Wojsławickie arboretum to jedno z tych miejsc do którego wybieraliśmy się od dłuższego czasu a dotrzeć nie mogliśmy. W końcu na początku czerwca (nieco później niż planowaliśmy, kiedy to chcieliśmy zobaczyć kwitnące Rododendrony) udało nam się odwiedzić tą znaną dolnośląską atrakcję. I muszę przyznać, że jestem pozytywnie zaskoczony rozmachem tego miejsca.
Wojsławice znajdują się 50 kilometrów na południe od Wrocławia i 2 km na wschód od Niemczy. Jedno z najpiękniejszych Arboretum w Polsce położone jest na wysokości 213−320 m n.p.m w malowniczej kotlinie, na północnych stokach Wzgórz Dębowych.

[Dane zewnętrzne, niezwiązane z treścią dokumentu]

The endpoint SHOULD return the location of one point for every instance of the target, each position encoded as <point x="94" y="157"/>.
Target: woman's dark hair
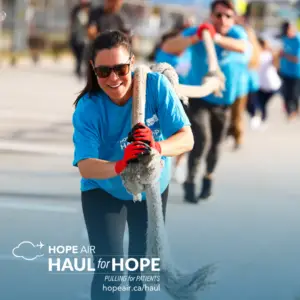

Arboretum to rodzaj ogrodu botanicznego, w którym gromadzi się drzewa i krzewy (inne określenie to ogród dendrologiczny). Słowo to pochodzi od łacińskiego wyrazu arbor, które oznacza drzewo.
Początki tego miejsca datowane są na 1811 r. Jednak obecny jego kształt nadał ponad 70 lat później, Fritz von Oheimb, który ściągną do Wojsławic wielu gatunków roślin, w tym potężną kolekcję różaneczników. Obecnie, arboretum nadzorowane jest przez Ogród Botaniczny Uniwersytetu Wrocławskiego.
Kolekcja roślin obejmuje ponad 8500 różnych gatunków i odmian taksonów znajdujących się na 62 ha, w tym 5 ha stanowi zabytkowy parku, 3 ha byliny, 12 ha sadu starych odmian czereśni, 42 ha nowych terenów.

Największą atrakcją arboretum są różaneczniki, najstarsze i największe w Polsce. Oprócz nich największymi perełkami są buk czerwonolistny, mamutowiec olbrzymi, daglezja zielona, cedr libański, magnolia japońska, tulipanowiec amerykański i wiele, wiele innych.
Miejsce jest bardzo popularne a tłumy odwiedzających przybywają tutaj nie tylko po to, by podziwiać prawie 5 tysięcy gatunków bylin. Dumą placówki są 3 Kolekcje Narodowe: różaneczników historycznej rasy łużyckiej, bukszpanów oraz największa w Europie kolekcja liliowców. Latem zakwita około 300 różnych hortensji. Jesienią królują wielobarwne byliny, w tym ponad 100 odmian miskantów.
Na terenie zabytkowego folwarku znajduje się kilka obiektów o charakterze pseudo muzealnym. Unikatowa kuźnia kołowa, skansen dawnych narzędzi ogrodniczych i rolniczych, a w „Galerii” można zobaczyć tematyczne wystawy.
Arboretum to też świetne miejsce spacerowo-piknikowe. Kilka kilometrów ścieżek spacerowych, miejsca odpoczynku, wiaty, ławeczki, a także stawy, czy georetum, czyli miejsce, w którym można poznać skały, jakie są od lat wydobywane w okolicy. To wszystko z pięknym widokiem na Góry Sowie, a także Masyw Ślęży.
Choć w trakcie naszych licznych podróż po całym świecie (od Japonii, przez Singapour, pół Europy po Kubę) mieliśmy okazję widzieć wiele wspaniałych, często królewskich, ogrodów, Wojsławickie Arboretum nie ma się czego wstydzić w tym towarzystwie. Jeżeli jakimś cudem tam jeszcze nie byliście to zachęcam do odwiedzin.